Noting that Mr. Comey told the Office of Inspector General that he took that step so that Mr. Trump’s request that he not prosecute Mr. Flynn would be in “the public square,” the report stated that at the time the memo’s contents were revealed, “the FBI had an ongoing investigation of Flynn that included examining Flynn’s contacts with the Russian Ambassador. Comey said he believed disclosing the President’s statement would ‘change the game’ by creating ‘extraordinary pressure on the leadership of the Department of Justice, which [Comey did} not trust,’ to appoint a Special Counsel, who would preserve any potential tapes of his conversations with the President. Comey said his view at the time was that ‘if the world knew there might be tapes of Donald Trump asking me to drop an investigation, there would be tremendous pressure for [the Deputy Attorney General] to hand it to an independent prosecutor.’“
The net effect of this, the report said, was that “Comey placed in the public domain evidence relevant to the investigation of Flynn, and what he clearly viewed as evidence of an attempt to obstruct justice by President Trump. Rather than continuing to safeguard such evidence, Comey unilaterally and without authorization disclosed it to all.”
A Misguided ‘Love’
Asked whether that disclosure wouldn’t negatively affect the FBI just days after he had been forced to step down as its leader, Mr. Comey told the OIG he viewed the issue from a different perspective. He called it one of “ ‘incredible importance to the Nation, as a whole,’ and told us he felt that taking action was ‘something I [had] to do if I love this country…and I love the Department of Justice, and I love the FBI.’ However, Comey’s own, personal conception of what was necessary was not an appropriate basis for ignoring the policies and agreements governing the use of FBI records, especially given the other lawful and appropriate actions he could have taken to achieve his desired end.”
In other words, Mr. Comey’s conviction that Mr. Trump behaved like an outlaw who defied the rule of law could not justify his decision to do the same.
Mr.
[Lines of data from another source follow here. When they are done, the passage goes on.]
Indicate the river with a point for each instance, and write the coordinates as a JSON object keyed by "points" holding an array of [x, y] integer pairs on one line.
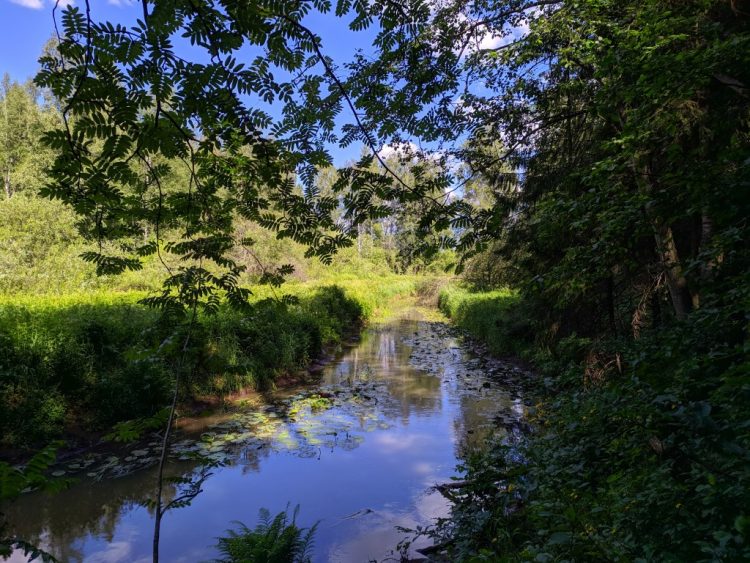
{"points": [[359, 452]]}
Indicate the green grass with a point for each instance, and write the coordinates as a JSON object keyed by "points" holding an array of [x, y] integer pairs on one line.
{"points": [[495, 317], [83, 362]]}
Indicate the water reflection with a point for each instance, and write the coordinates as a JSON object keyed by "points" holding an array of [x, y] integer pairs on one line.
{"points": [[407, 401]]}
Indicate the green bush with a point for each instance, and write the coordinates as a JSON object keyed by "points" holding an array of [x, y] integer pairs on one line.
{"points": [[274, 540], [640, 451], [499, 318], [90, 361]]}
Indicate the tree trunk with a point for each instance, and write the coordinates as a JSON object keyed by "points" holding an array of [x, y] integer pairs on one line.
{"points": [[666, 249], [682, 301]]}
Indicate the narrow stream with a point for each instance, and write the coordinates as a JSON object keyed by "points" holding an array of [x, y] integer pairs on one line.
{"points": [[359, 452]]}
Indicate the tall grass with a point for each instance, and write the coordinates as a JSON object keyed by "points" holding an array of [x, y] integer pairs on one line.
{"points": [[496, 317], [83, 362]]}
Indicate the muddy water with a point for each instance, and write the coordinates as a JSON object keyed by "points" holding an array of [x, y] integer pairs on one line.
{"points": [[358, 452]]}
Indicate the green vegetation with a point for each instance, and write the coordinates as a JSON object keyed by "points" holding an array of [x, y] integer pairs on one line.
{"points": [[495, 317], [84, 362], [639, 451], [276, 540], [593, 155]]}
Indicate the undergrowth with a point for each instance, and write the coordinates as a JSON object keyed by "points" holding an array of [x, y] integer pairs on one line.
{"points": [[645, 457], [78, 363]]}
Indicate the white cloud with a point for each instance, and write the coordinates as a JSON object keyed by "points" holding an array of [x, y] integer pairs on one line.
{"points": [[399, 149], [39, 4], [33, 4]]}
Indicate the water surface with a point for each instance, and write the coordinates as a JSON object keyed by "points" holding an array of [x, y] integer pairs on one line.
{"points": [[359, 452]]}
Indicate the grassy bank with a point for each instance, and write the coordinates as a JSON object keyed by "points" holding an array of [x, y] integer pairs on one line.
{"points": [[639, 450], [84, 362], [494, 317]]}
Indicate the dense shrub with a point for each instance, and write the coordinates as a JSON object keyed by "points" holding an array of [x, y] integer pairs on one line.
{"points": [[86, 362], [500, 318], [640, 452]]}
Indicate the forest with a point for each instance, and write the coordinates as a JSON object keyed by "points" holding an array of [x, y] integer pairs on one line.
{"points": [[377, 280]]}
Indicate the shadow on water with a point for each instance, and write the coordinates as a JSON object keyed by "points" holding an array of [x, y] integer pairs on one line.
{"points": [[359, 451]]}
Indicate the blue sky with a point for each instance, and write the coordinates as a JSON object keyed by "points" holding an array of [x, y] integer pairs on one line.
{"points": [[28, 24]]}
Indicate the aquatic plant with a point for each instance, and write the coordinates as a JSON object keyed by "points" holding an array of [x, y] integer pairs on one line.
{"points": [[273, 540]]}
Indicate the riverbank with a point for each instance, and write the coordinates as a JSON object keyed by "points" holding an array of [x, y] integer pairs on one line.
{"points": [[637, 449], [72, 366], [361, 449]]}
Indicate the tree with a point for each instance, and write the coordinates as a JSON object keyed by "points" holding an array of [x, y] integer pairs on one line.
{"points": [[23, 157]]}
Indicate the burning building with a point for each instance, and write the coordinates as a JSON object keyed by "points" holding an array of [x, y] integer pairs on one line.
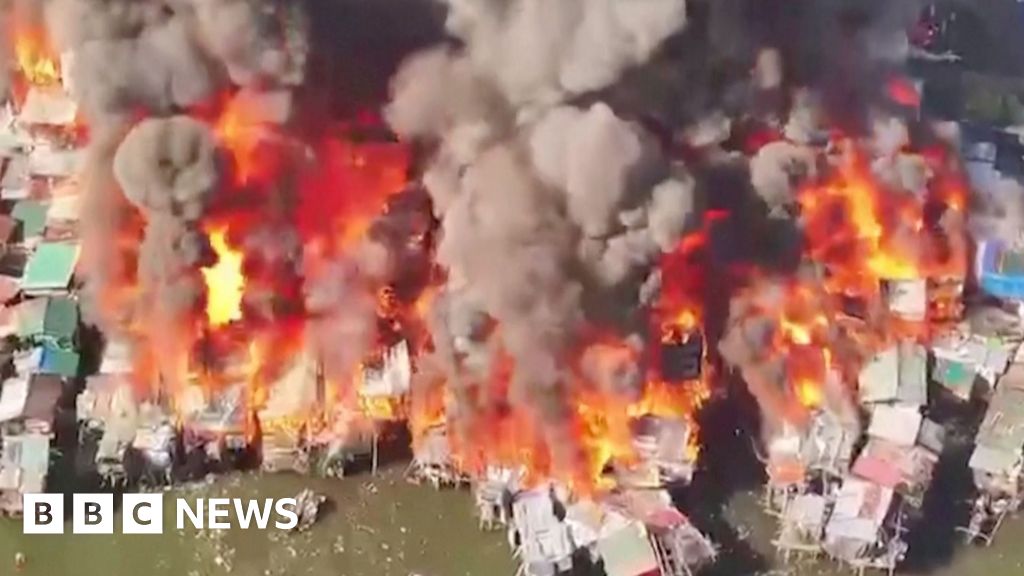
{"points": [[543, 272]]}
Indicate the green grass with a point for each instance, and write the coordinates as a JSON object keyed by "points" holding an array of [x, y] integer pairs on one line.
{"points": [[377, 526]]}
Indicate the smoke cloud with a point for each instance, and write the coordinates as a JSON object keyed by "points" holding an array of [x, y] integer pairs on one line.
{"points": [[549, 212]]}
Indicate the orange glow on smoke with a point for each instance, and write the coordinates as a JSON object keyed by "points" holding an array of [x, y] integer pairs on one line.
{"points": [[863, 232], [803, 341], [240, 129], [224, 282], [845, 227]]}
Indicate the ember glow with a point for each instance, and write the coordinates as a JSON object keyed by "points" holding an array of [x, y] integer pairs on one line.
{"points": [[224, 282], [35, 57]]}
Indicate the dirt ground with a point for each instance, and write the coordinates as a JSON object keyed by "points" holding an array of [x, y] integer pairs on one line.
{"points": [[381, 526]]}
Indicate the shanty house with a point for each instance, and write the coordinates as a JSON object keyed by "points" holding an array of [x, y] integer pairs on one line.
{"points": [[293, 400], [24, 466], [643, 533], [108, 415], [665, 443], [542, 538], [8, 231], [802, 526], [28, 409], [15, 183], [432, 458], [218, 426], [905, 469], [49, 359], [30, 403], [383, 386], [682, 359], [996, 460], [31, 216], [856, 533], [961, 359], [50, 269], [898, 374]]}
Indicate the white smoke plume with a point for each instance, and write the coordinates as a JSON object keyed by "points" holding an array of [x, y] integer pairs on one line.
{"points": [[169, 169], [156, 58]]}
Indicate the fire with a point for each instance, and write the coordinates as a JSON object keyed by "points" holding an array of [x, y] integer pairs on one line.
{"points": [[224, 282], [239, 130], [845, 227], [34, 55], [864, 232]]}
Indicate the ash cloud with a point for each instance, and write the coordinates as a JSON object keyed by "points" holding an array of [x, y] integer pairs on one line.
{"points": [[169, 169], [550, 213]]}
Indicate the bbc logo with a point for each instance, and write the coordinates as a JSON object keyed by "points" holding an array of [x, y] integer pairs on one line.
{"points": [[93, 513], [143, 513]]}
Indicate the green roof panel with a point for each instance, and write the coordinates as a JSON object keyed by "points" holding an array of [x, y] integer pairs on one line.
{"points": [[50, 266]]}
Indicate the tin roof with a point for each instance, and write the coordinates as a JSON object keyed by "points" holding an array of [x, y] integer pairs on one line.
{"points": [[50, 266]]}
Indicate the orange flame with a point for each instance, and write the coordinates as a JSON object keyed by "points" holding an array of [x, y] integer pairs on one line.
{"points": [[224, 282], [35, 57]]}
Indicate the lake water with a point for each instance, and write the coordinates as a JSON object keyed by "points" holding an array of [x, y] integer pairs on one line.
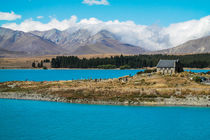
{"points": [[56, 75], [39, 120]]}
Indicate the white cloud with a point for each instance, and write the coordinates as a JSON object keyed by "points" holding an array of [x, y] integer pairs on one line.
{"points": [[96, 2], [39, 17], [9, 16], [150, 37]]}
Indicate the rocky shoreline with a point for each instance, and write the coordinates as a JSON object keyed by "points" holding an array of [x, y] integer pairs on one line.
{"points": [[190, 100]]}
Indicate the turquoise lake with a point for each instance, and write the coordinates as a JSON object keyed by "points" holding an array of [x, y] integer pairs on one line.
{"points": [[56, 75], [39, 120]]}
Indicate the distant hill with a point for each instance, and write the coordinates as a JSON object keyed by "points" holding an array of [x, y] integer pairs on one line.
{"points": [[201, 45], [67, 42], [27, 44]]}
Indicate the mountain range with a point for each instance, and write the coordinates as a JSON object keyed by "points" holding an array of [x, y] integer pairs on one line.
{"points": [[68, 42], [55, 42]]}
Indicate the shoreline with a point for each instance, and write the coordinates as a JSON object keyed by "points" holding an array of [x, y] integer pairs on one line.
{"points": [[27, 68], [170, 102]]}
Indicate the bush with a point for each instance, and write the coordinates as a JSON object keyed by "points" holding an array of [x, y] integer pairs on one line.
{"points": [[197, 79], [109, 66]]}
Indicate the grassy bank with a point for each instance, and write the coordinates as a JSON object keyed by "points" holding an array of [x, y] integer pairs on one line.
{"points": [[142, 88]]}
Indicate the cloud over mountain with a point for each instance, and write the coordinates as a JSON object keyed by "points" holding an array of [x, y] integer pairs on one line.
{"points": [[151, 37], [96, 2], [9, 16]]}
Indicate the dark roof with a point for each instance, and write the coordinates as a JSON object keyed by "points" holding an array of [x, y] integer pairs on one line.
{"points": [[167, 64]]}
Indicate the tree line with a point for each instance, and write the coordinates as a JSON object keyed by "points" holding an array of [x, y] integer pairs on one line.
{"points": [[136, 61]]}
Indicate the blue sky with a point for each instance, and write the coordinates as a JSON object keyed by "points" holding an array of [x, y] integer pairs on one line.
{"points": [[146, 12]]}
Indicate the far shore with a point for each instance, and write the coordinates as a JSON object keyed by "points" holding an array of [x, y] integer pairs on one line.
{"points": [[153, 89]]}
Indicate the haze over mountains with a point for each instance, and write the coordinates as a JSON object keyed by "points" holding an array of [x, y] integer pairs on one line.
{"points": [[201, 45], [68, 42], [55, 42]]}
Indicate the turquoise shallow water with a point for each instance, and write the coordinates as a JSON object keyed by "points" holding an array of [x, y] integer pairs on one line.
{"points": [[37, 120], [56, 75]]}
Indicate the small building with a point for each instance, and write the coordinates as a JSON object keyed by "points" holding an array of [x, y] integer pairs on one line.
{"points": [[169, 66], [124, 78]]}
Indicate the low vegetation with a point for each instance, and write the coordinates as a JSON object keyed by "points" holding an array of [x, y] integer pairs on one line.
{"points": [[134, 61]]}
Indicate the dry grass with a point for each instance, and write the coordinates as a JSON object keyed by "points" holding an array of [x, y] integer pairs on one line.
{"points": [[138, 88]]}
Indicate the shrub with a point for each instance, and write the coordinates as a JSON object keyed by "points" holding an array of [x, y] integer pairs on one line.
{"points": [[197, 79], [125, 67], [109, 66]]}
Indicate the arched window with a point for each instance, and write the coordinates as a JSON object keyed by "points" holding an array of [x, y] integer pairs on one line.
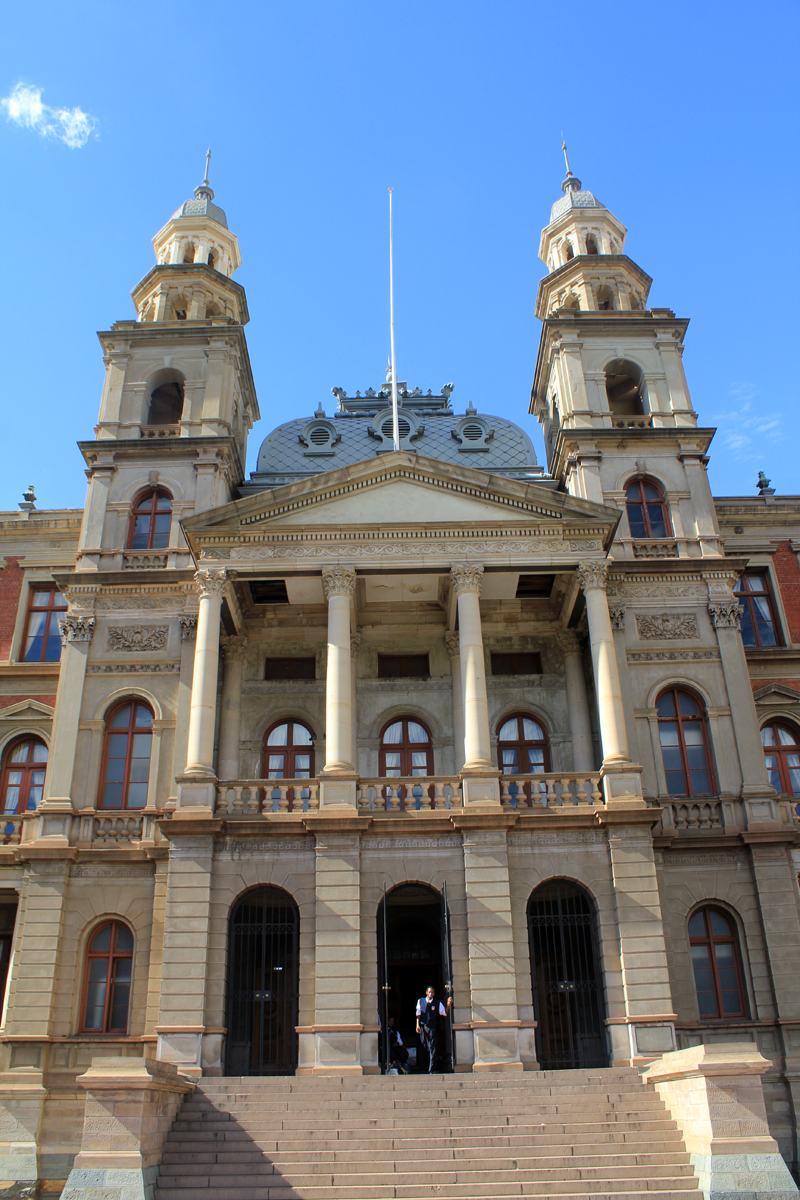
{"points": [[648, 515], [717, 965], [23, 775], [288, 751], [782, 750], [107, 984], [150, 521], [624, 388], [684, 744], [522, 747], [126, 757], [405, 750], [166, 405]]}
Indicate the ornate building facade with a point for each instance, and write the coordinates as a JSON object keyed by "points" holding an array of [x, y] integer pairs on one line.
{"points": [[280, 751]]}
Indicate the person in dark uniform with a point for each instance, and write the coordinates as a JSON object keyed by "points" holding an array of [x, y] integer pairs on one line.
{"points": [[428, 1011]]}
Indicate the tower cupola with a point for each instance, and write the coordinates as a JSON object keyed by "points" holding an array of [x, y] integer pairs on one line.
{"points": [[197, 256]]}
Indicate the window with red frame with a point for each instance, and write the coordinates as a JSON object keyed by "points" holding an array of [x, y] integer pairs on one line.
{"points": [[648, 515], [42, 640], [107, 983], [758, 623], [405, 750], [684, 744], [126, 757], [150, 521], [717, 965], [24, 765], [782, 751]]}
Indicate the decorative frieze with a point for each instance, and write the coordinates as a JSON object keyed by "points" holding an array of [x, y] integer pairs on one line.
{"points": [[137, 637], [668, 625]]}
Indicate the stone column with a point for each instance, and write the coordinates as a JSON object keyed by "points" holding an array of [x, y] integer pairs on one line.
{"points": [[336, 1033], [492, 970], [482, 786], [453, 651], [230, 720], [583, 751], [77, 629], [621, 779], [355, 647], [340, 586], [204, 679]]}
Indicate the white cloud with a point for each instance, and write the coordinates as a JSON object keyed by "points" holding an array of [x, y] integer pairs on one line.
{"points": [[24, 107]]}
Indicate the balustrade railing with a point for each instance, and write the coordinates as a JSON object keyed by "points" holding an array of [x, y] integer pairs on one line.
{"points": [[551, 790], [253, 797], [437, 792]]}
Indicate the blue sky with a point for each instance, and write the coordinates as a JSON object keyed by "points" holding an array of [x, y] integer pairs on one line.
{"points": [[681, 118]]}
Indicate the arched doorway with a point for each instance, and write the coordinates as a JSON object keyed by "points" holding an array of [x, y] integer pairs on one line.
{"points": [[263, 984], [567, 994], [413, 954]]}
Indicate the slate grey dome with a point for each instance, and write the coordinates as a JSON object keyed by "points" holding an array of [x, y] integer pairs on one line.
{"points": [[203, 207]]}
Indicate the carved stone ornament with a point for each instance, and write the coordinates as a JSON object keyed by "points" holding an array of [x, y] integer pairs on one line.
{"points": [[593, 575], [210, 583], [452, 641], [188, 629], [726, 615], [465, 577], [234, 647], [76, 629], [137, 637], [338, 581], [663, 627], [617, 615]]}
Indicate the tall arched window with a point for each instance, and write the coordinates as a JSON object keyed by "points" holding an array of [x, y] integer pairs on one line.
{"points": [[522, 747], [405, 750], [126, 757], [288, 751], [648, 515], [107, 983], [23, 775], [150, 521], [684, 744], [782, 750], [717, 965]]}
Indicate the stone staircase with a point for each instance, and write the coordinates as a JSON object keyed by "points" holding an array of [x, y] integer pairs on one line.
{"points": [[565, 1133]]}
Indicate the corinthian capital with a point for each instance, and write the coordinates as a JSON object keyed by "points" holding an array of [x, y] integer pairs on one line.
{"points": [[465, 577], [593, 575], [210, 583], [338, 581], [452, 641], [76, 628]]}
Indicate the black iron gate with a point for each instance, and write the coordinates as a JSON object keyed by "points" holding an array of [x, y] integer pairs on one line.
{"points": [[263, 984], [567, 996]]}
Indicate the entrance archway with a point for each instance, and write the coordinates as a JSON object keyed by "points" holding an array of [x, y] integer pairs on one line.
{"points": [[414, 955], [567, 993], [263, 982]]}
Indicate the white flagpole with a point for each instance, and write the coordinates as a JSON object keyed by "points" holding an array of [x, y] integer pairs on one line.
{"points": [[391, 325]]}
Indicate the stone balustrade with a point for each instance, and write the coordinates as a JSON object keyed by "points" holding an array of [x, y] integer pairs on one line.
{"points": [[551, 790], [411, 795]]}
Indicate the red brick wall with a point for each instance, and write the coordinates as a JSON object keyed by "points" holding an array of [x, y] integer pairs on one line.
{"points": [[11, 585], [787, 569]]}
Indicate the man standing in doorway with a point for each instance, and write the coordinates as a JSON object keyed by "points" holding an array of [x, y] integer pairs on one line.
{"points": [[428, 1011]]}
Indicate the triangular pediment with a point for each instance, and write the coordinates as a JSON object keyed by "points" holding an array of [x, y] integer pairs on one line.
{"points": [[408, 491]]}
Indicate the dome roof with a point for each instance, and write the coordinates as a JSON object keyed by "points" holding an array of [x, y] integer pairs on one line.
{"points": [[202, 207], [362, 429]]}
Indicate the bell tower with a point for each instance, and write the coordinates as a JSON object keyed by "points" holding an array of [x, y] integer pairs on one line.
{"points": [[179, 397], [609, 389]]}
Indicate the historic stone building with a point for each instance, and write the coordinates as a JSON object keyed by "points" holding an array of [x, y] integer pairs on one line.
{"points": [[278, 751]]}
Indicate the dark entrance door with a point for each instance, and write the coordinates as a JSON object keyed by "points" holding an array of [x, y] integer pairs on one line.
{"points": [[565, 981], [411, 959], [263, 984]]}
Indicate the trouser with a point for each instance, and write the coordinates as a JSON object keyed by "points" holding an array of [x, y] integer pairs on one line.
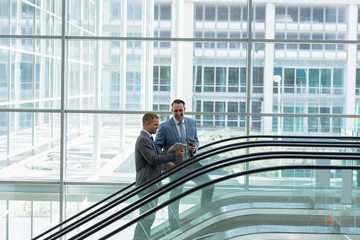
{"points": [[206, 195], [143, 227]]}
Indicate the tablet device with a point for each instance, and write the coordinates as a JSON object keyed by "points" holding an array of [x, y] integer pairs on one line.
{"points": [[177, 146]]}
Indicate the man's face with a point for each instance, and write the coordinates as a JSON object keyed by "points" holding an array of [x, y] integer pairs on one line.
{"points": [[153, 126], [178, 111]]}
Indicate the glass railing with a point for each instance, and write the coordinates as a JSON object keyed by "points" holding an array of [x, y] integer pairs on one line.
{"points": [[298, 206], [119, 202]]}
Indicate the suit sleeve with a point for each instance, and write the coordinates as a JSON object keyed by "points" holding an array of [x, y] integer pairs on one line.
{"points": [[160, 139], [150, 155]]}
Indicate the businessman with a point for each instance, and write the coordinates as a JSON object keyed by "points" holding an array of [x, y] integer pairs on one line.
{"points": [[147, 162], [182, 129]]}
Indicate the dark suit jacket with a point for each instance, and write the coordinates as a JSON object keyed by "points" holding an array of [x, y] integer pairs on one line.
{"points": [[148, 159], [168, 134]]}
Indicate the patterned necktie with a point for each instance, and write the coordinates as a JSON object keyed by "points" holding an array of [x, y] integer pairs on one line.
{"points": [[152, 140], [182, 131]]}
Horowitz’s report went on to explain why: “The responsibility to protect sensitive law enforcement information falls in large part to the employees of the FBI who have access to it through their daily duties. On occasion, some of these employees may disagree with decisions by prosecutors, judges, or higher ranking FBI and Department officials about the actions to take or not take in criminal and counterintelligence matters. They may even, in some situations, distrust the legitimacy of those supervisory, prosecutorial or judicial decisions. But even when these employees believe that their most strongly-held personal convictions might be served by an unauthorized disclosure, the FBI depends on them not to disclose sensitive information.”
It continued, “Former Director Comey failed to live up to that responsibility…were current or former FBI employees to follow the former Director’s example and disclose sensitive information in service of their own strongly held personal convictions, the FBI would be unable to dispatch its law enforcement duties properly.”
The irony of the events that put Mr. Comey on the receiving end of that rejoinder to his citing love of country and bureau to explain his actions was that he had stated in his memoir that it was precisely this concern about disenchanted FBI employees leaking information about the probe of Ms. Clinton’s e-mail server having gotten new life from the unrelated probe of Mr. Weiner’s behavior that prompted him to announce a reopening of that investigation. In the process, the FBI Director helped to swing the election to the man he came to regard as the worst of possible bosses.